Volume-limited — During volume-limited ventilation, IRV can be initiated using a ramp wave (decelerating flow) or a square wave (constant flow) flow pattern:

 

  • With the ramp wave, the peak inspiratory flow rate is initially set at least four times higher than the minute ventilation and then slowly decreased until the inspiratory time exceeds the expiratory time
  • With the square wave, an end-inspiratory pause is added (0.2 sec works well) and then slowly lengthened until the inspiratory time exceeds the expiratory time

 

Risks — The shorter expiratory time during IRV increases the risk of auto-PEEP and its adverse sequelae (eg, pulmonary barotrauma, hypotension) (figure 7) [59]. IRV also appears to increase the risk of pulmonary barotrauma independent of auto-PEEP. In a study of 14 patients undergoing mechanical ventilation with PC-IRV, the incidence of pneumothorax was 29 percent despite the lack of measurable auto-PEEP [65].
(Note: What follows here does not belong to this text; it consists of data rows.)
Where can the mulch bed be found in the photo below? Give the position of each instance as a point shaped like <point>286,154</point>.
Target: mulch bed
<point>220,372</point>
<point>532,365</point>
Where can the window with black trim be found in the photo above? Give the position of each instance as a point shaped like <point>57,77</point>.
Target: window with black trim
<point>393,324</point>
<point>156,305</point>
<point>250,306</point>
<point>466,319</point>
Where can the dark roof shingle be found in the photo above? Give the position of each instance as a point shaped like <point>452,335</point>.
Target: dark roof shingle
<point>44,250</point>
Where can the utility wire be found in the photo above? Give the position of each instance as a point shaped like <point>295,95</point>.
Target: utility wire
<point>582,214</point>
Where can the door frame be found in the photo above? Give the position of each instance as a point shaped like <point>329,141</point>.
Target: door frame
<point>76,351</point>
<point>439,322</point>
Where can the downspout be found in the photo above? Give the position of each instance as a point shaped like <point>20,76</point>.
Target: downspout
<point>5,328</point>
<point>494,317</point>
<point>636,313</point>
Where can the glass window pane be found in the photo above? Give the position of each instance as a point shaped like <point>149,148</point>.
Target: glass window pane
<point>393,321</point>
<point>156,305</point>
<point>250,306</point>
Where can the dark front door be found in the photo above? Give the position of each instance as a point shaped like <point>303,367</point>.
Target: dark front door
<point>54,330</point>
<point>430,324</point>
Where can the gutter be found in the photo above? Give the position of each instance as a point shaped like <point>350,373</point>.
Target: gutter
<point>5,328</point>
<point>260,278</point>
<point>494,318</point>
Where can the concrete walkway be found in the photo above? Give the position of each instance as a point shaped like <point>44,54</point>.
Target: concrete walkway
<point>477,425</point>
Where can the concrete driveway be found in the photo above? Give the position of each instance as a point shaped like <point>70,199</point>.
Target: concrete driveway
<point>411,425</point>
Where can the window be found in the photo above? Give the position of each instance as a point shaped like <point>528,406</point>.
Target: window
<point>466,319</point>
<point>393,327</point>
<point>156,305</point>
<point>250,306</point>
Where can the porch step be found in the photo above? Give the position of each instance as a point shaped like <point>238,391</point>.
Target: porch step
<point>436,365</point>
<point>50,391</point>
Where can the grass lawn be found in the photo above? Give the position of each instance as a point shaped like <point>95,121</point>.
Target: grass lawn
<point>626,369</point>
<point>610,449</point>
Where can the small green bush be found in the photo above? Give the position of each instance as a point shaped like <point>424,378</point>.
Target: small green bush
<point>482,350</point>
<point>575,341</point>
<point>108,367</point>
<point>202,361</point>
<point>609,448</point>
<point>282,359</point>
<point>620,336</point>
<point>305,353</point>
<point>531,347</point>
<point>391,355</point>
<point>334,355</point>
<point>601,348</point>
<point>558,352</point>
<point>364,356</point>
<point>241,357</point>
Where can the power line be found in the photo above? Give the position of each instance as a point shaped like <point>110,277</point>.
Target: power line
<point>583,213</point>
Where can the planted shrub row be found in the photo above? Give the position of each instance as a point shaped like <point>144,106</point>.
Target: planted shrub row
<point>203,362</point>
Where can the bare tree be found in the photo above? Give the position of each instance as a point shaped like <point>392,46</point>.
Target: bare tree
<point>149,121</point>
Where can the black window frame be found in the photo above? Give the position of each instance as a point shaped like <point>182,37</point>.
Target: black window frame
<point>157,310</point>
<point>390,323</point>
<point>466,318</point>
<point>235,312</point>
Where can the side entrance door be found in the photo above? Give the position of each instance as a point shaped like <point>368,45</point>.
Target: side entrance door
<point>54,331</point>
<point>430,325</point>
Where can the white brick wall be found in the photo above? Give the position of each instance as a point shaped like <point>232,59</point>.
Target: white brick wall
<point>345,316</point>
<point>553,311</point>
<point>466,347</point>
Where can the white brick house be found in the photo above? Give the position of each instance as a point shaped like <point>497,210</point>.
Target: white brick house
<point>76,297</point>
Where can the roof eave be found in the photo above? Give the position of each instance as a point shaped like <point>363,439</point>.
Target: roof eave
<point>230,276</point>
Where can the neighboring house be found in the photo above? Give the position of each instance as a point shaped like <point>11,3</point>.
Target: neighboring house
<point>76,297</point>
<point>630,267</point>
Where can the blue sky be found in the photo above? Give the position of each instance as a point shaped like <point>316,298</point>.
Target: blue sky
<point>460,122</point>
SUMMARY AND RECOMMENDATIONS

 

  • The mode of mechanical ventilation refers to the method of inspiratory support. (See 'Introduction' above.)
  • During volume-limited ventilation, inspiration ends after delivery of the set tidal volume. During pressure-limited ventilation, inspiration ends after delivery of the set inspiratory pressure. Each has unique advantages and disadvantages. (See 'Volume-limited ventilation' above and 'Pressure-limited ventilation' above and 'Volume-limited versus pressure-limited' above.)
  • Pressure support ventilation (PSV) is neither volume-limited nor pressure-limited. Once a breath is triggered by the patient, inspiratory pressure is delivered until the inspiratory flow decreases to a predetermined percentage of its peak value. (See 'Pressure support' above.)
  • Continuous positive airway pressure (CPAP) refers to the delivery of a continuous level of positive airway pressure. (See 'Continuous positive airway pressure' above.)
  • Bilevel positive airway pressure (BPAP) is a mode used during noninvasive positive pressure ventilation. It delivers a preset inspiratory positive airway pressure (IPAP) and an expiratory positive airway pressure (EPAP). (See 'Bilevel positive airway pressure' above.)
  • Airway pressure release ventilation (APRV) cycles between a high continuous positive airway pressure (P high) and a low continuous positive airway pressure (P low). Spontaneous breathing can occur during APRV. Variants include intermittent mandatory airway pressure release ventilation and biphasic intermittent positive airway pressure. (See 'Airway pressure release ventilation' above.)
  • Inverse ratio ventilation (IRV) is not a mode of mechanical ventilation, but rather a strategy employed during volume-limited or pressure-limited mechanical ventilation. The inspiratory time exceeds the expiratory time during IRV (the I:E ratio is inversed), increasing the mean airway pressure and potentially improving oxygenation. (See 'Inverse ratio ventilation' above.)